Mr Hopson has called for the Health and Care Bill to be amended to provide a “rigorous long-term approach” to working planning, which every two years will set out what the workforce needs in the short, medium and long term. NHS Providers also calls for Health Education England’s training budget to be increased.

This echoes Lord Simon Steven’s maiden speech in the House of Lords yesterday, in which he supported an amendment to the Health Bill proposed by House of Commons Health and Social Care Committee chair Jeremy Hunt, which would force the government to publish independent workforce projections biennially.

Lord Stevens said he supported the insertion of a similar measure by the Lords into the bill and described the “resilience of the workforce” as the major challenge facing health and social care.

“For many years now, we’ve been promised a detailed, funded and properly thought through workforce plan… and yet when that detailed plan is about to be produced, it’s muzzled [by HMT],” Lord Stevens said.

HSJ reported last month on the failure of the government to announce a settlement for HEE and workforce education and training, and it is understood the merger of HEE and NHSE was a trade off to enable an agreement to be reached. However, we understand negotiations remain ongoing.

This settlement will of course be looking to the future. The only way to plug immediate workforce vacancies is to try to persuade existing staff to take on additional bank shifts – an even tougher ask than usual this winter.

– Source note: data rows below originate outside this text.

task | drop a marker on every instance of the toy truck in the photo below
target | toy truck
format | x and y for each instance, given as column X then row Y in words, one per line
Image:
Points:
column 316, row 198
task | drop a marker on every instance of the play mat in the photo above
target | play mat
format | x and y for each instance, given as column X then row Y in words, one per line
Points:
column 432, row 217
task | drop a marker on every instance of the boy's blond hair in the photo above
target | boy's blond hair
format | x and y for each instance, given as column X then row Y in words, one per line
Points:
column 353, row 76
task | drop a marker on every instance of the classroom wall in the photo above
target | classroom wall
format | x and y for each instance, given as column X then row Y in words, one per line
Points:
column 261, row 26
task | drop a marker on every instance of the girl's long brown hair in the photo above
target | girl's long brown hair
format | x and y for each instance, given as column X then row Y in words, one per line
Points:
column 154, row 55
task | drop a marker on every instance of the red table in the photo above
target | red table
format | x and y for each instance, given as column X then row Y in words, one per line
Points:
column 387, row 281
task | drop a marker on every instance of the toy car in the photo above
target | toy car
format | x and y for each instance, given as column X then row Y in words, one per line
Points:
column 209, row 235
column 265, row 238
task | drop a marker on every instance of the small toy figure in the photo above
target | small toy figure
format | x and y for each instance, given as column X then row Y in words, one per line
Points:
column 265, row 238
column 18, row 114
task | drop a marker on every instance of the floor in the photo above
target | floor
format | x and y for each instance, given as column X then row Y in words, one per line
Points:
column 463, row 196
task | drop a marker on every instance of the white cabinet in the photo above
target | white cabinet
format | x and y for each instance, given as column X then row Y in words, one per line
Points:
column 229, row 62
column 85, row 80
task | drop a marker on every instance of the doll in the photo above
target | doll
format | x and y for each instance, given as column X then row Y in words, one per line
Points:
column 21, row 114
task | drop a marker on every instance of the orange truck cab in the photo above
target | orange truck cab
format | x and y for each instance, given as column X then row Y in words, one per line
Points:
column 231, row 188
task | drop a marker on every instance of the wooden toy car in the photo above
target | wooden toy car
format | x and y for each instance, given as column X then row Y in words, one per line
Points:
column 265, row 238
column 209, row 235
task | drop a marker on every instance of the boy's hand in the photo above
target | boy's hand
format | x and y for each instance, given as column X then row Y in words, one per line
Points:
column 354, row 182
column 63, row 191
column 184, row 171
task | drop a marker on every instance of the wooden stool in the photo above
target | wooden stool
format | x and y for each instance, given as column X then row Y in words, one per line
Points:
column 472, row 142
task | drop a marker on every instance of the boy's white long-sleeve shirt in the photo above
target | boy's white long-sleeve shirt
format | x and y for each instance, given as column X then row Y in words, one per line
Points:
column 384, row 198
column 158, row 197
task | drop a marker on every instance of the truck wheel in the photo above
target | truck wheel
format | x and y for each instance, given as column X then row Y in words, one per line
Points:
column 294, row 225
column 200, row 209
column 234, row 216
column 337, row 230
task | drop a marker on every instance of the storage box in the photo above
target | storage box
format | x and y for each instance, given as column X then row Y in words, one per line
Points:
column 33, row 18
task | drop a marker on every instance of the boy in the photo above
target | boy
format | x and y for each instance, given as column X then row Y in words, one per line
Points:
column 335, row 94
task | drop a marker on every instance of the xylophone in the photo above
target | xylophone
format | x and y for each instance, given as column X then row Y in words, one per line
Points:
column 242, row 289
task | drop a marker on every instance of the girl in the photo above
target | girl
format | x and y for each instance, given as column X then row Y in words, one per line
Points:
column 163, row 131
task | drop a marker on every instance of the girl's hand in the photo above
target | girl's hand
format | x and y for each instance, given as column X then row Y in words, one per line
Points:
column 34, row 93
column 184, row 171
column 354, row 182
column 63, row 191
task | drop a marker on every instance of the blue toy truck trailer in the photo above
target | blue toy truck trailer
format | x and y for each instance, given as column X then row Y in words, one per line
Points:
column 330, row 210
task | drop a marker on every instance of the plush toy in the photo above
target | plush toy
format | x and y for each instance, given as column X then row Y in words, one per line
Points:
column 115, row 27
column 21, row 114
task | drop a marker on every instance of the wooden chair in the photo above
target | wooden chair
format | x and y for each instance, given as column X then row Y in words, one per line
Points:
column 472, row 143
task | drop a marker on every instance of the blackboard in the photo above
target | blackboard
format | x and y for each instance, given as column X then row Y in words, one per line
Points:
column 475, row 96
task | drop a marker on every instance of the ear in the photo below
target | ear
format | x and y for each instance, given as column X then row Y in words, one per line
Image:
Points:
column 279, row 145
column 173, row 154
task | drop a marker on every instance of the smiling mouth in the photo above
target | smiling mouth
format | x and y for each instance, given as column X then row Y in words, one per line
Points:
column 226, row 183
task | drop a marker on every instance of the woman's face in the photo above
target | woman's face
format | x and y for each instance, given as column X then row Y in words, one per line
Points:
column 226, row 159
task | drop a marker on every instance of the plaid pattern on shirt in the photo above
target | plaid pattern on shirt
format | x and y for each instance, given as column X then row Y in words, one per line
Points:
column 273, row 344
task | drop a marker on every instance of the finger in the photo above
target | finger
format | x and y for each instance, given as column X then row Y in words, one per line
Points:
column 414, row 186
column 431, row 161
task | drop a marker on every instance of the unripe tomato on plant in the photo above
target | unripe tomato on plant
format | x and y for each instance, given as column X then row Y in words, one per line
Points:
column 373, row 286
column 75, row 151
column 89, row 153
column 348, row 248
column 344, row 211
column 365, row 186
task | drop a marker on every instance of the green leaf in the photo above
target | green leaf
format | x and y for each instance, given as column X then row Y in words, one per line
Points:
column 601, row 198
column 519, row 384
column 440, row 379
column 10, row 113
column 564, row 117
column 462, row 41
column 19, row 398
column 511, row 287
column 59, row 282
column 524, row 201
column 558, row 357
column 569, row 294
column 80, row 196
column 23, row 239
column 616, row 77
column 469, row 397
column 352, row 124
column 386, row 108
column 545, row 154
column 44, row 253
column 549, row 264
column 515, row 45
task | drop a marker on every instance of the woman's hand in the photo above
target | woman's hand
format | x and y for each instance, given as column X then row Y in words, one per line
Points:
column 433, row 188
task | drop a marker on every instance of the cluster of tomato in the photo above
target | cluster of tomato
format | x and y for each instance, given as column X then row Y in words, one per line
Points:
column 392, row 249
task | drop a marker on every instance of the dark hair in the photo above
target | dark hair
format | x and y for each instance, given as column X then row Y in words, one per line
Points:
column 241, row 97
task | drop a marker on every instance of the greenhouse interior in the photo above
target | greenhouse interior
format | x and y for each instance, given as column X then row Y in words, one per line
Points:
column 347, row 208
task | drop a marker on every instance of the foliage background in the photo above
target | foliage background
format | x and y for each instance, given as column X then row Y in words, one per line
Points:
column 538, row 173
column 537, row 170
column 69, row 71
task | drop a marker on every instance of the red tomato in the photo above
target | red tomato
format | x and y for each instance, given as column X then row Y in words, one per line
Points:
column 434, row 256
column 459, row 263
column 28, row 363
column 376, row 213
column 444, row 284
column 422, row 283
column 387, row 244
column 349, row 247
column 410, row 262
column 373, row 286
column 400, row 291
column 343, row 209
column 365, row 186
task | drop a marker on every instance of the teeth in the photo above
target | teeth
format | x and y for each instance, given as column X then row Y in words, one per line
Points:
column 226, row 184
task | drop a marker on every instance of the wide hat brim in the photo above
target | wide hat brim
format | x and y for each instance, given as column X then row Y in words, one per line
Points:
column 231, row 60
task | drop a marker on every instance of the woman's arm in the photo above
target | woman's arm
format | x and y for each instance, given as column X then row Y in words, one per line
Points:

But with warnings from trust leaders that its becoming increasingly hard to maintain safe staffing levels –  Nottingham University Hospitals spoke honestly with staff last week about the extraordinary challenges they are facing at the moment – warm words about the workforce are no longer enough. The workforce is not only a rate-limiting factor for the vaccination campaign, but the resilience of the health service overall.